American baseball player (born 1965)

Paul Scott Jordan (born May 26, 1965) is an American former professional baseball first baseman. He played in Major League Baseball (MLB) from to for the Philadelphia Phillies and Seattle Mariners. He was noted for being a very good pinch hitter.

==Early life==
Jordan was born in Richmond, California. He was adopted when he was a few days old. Jordan's adoptive father died when he was five, and one of his youth sports coaches became very influential in his upbringing. He attended Grant Union High School in Sacramento, California.

== Baseball career ==
Jordan was selected in the first round with the 22nd overall selection of the 1983 MLB draft by the Philadelphia Phillies.
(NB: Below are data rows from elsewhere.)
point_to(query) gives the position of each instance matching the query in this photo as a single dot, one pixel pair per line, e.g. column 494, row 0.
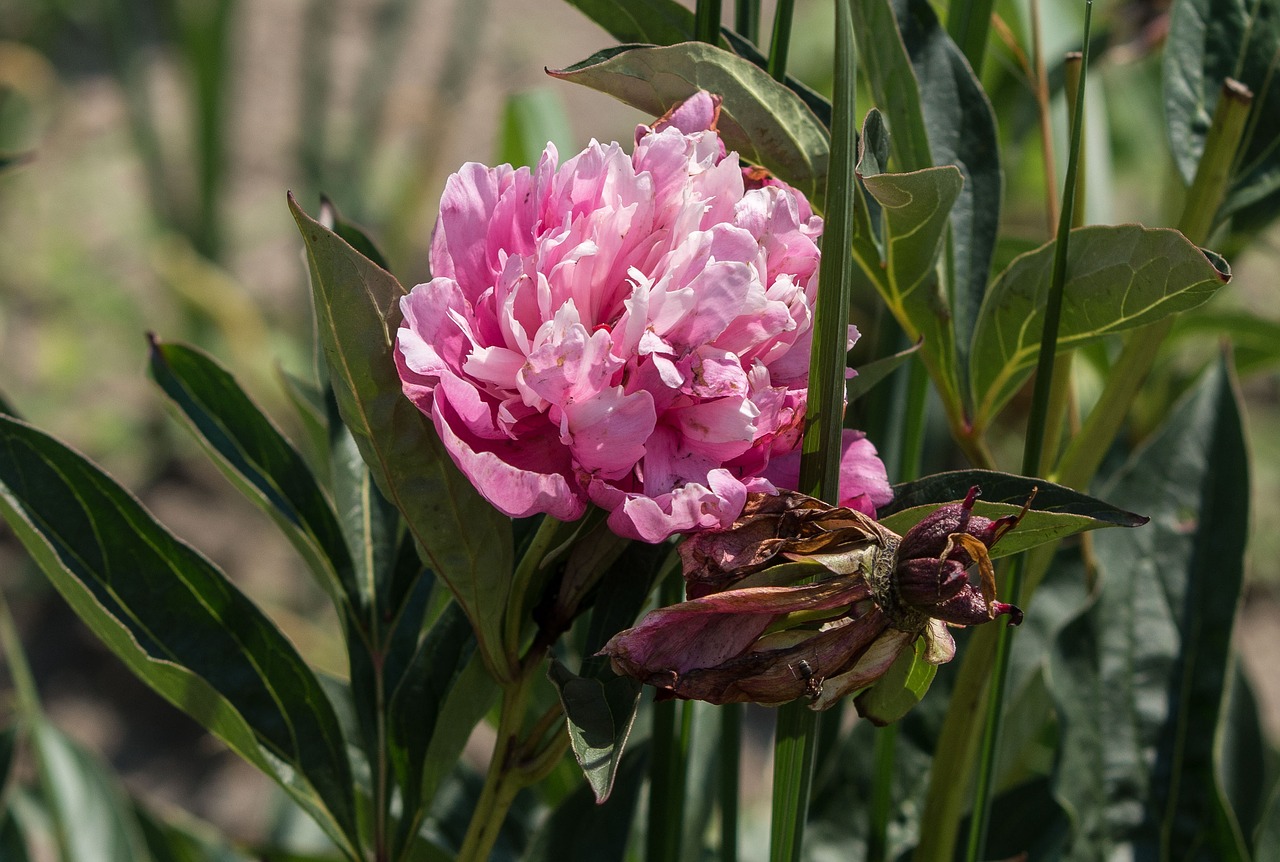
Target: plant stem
column 730, row 767
column 1208, row 188
column 502, row 781
column 781, row 40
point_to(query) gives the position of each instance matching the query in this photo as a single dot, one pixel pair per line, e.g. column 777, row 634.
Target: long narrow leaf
column 176, row 620
column 256, row 456
column 465, row 541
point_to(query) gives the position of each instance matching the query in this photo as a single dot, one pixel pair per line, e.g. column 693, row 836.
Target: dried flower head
column 754, row 630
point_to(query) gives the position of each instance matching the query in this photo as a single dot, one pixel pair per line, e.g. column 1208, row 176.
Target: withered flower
column 799, row 598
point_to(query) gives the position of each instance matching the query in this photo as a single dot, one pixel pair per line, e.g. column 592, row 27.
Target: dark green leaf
column 961, row 131
column 419, row 702
column 897, row 692
column 259, row 460
column 464, row 539
column 762, row 119
column 1119, row 277
column 580, row 830
column 13, row 838
column 914, row 222
column 872, row 373
column 1056, row 511
column 599, row 716
column 91, row 813
column 1138, row 676
column 1210, row 41
column 176, row 620
column 530, row 121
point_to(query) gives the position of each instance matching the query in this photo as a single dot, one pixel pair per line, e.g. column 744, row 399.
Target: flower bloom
column 629, row 331
column 753, row 633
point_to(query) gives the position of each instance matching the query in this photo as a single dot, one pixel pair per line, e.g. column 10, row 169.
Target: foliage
column 1127, row 725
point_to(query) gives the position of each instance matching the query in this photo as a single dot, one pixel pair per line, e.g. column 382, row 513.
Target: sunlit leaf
column 464, row 539
column 1056, row 511
column 259, row 460
column 1118, row 277
column 176, row 620
column 762, row 119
In his first MLB game was on July 17, 1988, Jordan hit a home run during his first at bat.

Jordan played with Philadelphia through the 1994 season. He spent 1995 in Triple-A in the California Angels organization. The Mariners purchased his contract in March 1996. He played in 15 games for Seattle in his final MLB season. He finished his professional career in Double-A in 1997.

In 677 MLB games over eight seasons, Jordan had a .281 batting average with 261 runs, 116 doubles, 55 home runs, 304 RBI, 77 bases on balls, and a .424 slugging percentage. He finished his career with a .993 fielding percentage playing 510 games at first base and 11 games in left field. In five postseason games, he hit .182 (2-for-11) with no runs or RBIs.

Jordan was inducted into the Sacramento Sports Hall of Fame in 2026.